The question is likely asked in a number of board rooms throughout the country. It’s not an easy or inexpensive migration to adopt enterprise mobile solutions and making the business case to management is a challenge some aren’t willing to undertake. It’s possible that with the right features and internal controls, the company can see improvements to the bottom line as long as you know what to pick.
In a Manage My IT article from last year, the author suggests there are essentially four mobile technology features that every business needs: performance, ease of use, reliability and security. Looking a little closer, performance should be a given. If the device can’t enhance the productivity of the user, there’s no value proposition for going mobile. Likewise, if it isn’t easy to use, the professional is likely to resist the opportunity.
Therein lies the argument in favor of a Bring Your Own Device (BYOD) strategy. Employees are likely to enjoy better performance and efficiency if they can choose their own device. Plus, if there’s only one device to keep track of for both personal and work activities, the employee is better engaged and able to improve performance.
Reliability and security need a bit more attention, not just from the user but also from corporate IT. As a general rule, if employees use an Android (News - Alert), iOS or Windows-based phone, seamless performance across applications and networks is assured. If a device is selected that can’t meet the performance expectations of the employee’s desktop, productivity will be lost. Likewise, if IT can’t access and monitor the device, security vulnerabilities are likely.
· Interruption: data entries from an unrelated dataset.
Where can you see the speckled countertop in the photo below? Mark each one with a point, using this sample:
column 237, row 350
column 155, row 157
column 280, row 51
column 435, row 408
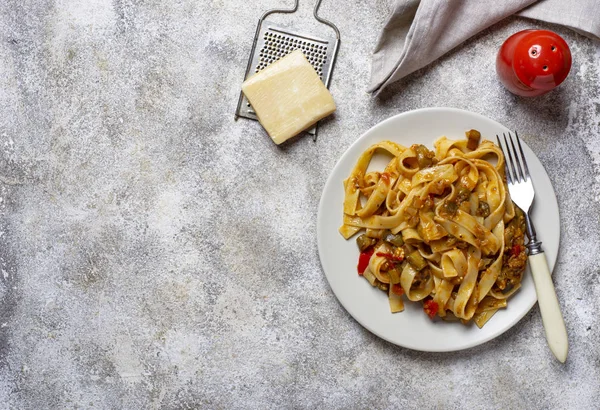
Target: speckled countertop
column 157, row 254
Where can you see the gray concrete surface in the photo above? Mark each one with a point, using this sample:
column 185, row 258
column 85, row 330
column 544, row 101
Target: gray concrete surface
column 156, row 254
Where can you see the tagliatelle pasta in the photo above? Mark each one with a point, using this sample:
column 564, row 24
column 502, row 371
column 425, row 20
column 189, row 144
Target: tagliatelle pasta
column 437, row 227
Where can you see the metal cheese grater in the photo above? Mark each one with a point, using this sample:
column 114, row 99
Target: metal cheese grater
column 271, row 42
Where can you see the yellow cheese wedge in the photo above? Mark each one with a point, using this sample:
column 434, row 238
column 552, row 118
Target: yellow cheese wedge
column 288, row 97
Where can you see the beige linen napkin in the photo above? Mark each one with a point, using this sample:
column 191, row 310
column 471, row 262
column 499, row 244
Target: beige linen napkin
column 418, row 32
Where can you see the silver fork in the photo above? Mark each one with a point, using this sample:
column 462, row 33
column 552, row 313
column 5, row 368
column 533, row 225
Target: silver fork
column 521, row 191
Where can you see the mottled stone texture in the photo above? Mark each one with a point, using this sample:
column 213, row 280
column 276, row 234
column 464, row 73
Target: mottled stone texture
column 157, row 254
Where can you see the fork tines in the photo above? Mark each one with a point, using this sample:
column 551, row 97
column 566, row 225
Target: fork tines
column 520, row 172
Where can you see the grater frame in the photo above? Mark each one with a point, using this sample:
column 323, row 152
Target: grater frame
column 272, row 42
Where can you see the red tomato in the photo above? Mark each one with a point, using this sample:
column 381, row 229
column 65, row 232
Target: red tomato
column 533, row 62
column 431, row 308
column 363, row 260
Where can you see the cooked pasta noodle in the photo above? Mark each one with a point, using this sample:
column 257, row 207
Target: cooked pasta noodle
column 439, row 227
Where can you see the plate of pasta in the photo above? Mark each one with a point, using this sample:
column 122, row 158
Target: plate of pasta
column 418, row 237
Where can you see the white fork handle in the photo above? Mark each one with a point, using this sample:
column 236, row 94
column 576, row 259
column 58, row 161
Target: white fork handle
column 554, row 325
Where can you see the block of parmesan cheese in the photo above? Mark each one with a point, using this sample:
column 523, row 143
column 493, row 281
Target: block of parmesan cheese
column 288, row 97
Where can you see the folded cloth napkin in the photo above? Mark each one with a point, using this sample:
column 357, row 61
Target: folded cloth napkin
column 418, row 32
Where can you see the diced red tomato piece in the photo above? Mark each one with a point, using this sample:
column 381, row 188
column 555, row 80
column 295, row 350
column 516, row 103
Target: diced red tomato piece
column 431, row 308
column 390, row 256
column 363, row 260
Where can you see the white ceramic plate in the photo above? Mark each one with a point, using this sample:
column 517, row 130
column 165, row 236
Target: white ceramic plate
column 339, row 257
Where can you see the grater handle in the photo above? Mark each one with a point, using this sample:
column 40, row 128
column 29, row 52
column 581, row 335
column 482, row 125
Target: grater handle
column 266, row 13
column 322, row 20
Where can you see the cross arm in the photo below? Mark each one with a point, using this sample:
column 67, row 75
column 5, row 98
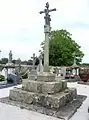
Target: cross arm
column 52, row 10
column 42, row 12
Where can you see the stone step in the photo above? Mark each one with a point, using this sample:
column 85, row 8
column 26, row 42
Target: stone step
column 51, row 101
column 44, row 87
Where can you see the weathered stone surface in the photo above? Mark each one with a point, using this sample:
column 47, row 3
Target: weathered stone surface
column 32, row 75
column 46, row 77
column 44, row 87
column 33, row 86
column 21, row 96
column 64, row 112
column 51, row 87
column 51, row 101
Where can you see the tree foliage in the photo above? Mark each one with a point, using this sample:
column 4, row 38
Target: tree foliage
column 61, row 49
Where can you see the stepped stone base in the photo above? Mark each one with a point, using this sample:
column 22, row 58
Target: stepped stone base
column 32, row 75
column 47, row 100
column 46, row 77
column 44, row 87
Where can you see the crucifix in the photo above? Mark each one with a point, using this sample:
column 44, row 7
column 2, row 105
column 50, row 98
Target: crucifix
column 34, row 60
column 47, row 30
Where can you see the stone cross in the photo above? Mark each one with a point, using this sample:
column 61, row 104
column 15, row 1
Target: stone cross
column 74, row 54
column 34, row 60
column 10, row 57
column 40, row 63
column 47, row 30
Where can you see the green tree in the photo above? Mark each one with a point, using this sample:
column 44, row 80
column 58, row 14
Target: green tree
column 61, row 49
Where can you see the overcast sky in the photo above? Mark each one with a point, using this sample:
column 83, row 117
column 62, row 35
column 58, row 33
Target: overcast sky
column 22, row 27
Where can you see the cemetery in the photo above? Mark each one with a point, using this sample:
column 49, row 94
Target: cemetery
column 45, row 88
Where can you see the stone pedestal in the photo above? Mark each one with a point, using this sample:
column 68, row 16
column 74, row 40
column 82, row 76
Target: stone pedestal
column 45, row 92
column 32, row 75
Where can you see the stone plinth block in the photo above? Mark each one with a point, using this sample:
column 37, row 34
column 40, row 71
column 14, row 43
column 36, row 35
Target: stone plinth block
column 32, row 75
column 51, row 101
column 32, row 86
column 44, row 87
column 46, row 77
column 21, row 96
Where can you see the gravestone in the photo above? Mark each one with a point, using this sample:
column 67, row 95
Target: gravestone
column 45, row 91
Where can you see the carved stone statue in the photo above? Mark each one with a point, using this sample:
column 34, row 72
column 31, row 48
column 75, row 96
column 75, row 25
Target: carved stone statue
column 10, row 57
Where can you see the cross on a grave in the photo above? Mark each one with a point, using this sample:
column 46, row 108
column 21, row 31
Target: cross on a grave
column 47, row 29
column 34, row 60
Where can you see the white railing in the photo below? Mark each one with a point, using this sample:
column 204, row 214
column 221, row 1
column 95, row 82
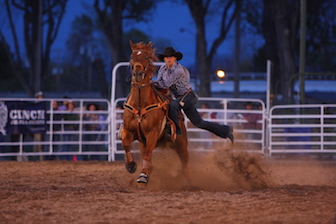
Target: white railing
column 223, row 111
column 302, row 129
column 58, row 142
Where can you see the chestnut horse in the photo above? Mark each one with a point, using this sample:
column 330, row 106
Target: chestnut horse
column 145, row 115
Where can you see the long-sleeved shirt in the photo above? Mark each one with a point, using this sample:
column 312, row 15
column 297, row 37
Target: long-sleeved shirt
column 176, row 79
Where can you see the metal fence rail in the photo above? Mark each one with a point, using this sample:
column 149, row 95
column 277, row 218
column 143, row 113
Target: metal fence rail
column 83, row 142
column 302, row 129
column 221, row 110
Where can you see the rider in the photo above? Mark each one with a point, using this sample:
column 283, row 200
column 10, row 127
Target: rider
column 175, row 77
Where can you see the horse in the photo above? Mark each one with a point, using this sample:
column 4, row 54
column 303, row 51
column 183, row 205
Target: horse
column 145, row 115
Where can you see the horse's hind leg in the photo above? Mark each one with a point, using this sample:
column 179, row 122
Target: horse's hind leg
column 146, row 153
column 181, row 147
column 126, row 140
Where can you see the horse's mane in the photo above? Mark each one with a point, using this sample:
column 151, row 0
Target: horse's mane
column 151, row 51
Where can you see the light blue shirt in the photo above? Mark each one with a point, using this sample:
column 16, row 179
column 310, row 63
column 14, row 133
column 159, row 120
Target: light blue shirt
column 176, row 79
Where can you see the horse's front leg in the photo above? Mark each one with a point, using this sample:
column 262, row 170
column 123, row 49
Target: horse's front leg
column 146, row 154
column 126, row 140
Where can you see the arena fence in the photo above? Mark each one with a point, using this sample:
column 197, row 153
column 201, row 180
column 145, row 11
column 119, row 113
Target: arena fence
column 287, row 129
column 78, row 138
column 224, row 111
column 302, row 129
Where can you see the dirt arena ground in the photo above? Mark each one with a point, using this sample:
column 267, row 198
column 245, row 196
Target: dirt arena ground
column 226, row 187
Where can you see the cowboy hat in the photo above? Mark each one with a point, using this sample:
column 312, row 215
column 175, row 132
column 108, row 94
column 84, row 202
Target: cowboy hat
column 168, row 52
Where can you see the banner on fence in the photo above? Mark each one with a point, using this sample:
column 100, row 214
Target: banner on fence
column 18, row 117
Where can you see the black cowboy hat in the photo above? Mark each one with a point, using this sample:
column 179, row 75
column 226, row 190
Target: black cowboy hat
column 168, row 52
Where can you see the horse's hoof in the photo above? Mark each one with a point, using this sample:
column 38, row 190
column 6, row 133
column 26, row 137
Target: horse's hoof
column 131, row 167
column 143, row 178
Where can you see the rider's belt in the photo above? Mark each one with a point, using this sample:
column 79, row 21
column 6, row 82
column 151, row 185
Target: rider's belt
column 188, row 91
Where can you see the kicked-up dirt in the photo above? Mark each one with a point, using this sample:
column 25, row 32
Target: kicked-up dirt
column 225, row 187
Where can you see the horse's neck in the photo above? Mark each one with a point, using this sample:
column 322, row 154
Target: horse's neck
column 142, row 97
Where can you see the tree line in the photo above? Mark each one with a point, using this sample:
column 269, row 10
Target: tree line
column 90, row 57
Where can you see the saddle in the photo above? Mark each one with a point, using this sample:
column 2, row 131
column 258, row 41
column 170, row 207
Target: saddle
column 170, row 128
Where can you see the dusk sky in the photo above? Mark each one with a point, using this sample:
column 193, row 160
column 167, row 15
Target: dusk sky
column 167, row 21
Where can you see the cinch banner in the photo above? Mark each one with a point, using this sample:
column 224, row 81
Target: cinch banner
column 18, row 117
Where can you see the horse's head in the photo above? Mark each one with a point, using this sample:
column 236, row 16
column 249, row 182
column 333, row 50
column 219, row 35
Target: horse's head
column 141, row 61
Fortunately, enterprise mobile solutions can include BYOD strategies and mobile device management solutions that allow IT direct insight into user habits and stop activities that can put the network and even the user at risk. Enforceable policies also help teach employees what type of behavior is acceptable and how best to manage data and applications on a personal device.
When the right strategy is in place and policies enforced, business stands to gain considerable value from mobile technology. The key is to identify how it fits a need for the enterprise and launch a strategy according to that need, measuring the benefits along the way. In doing so, the adoption of mobility and enterprise mobile solutions will certainly be worth the investment.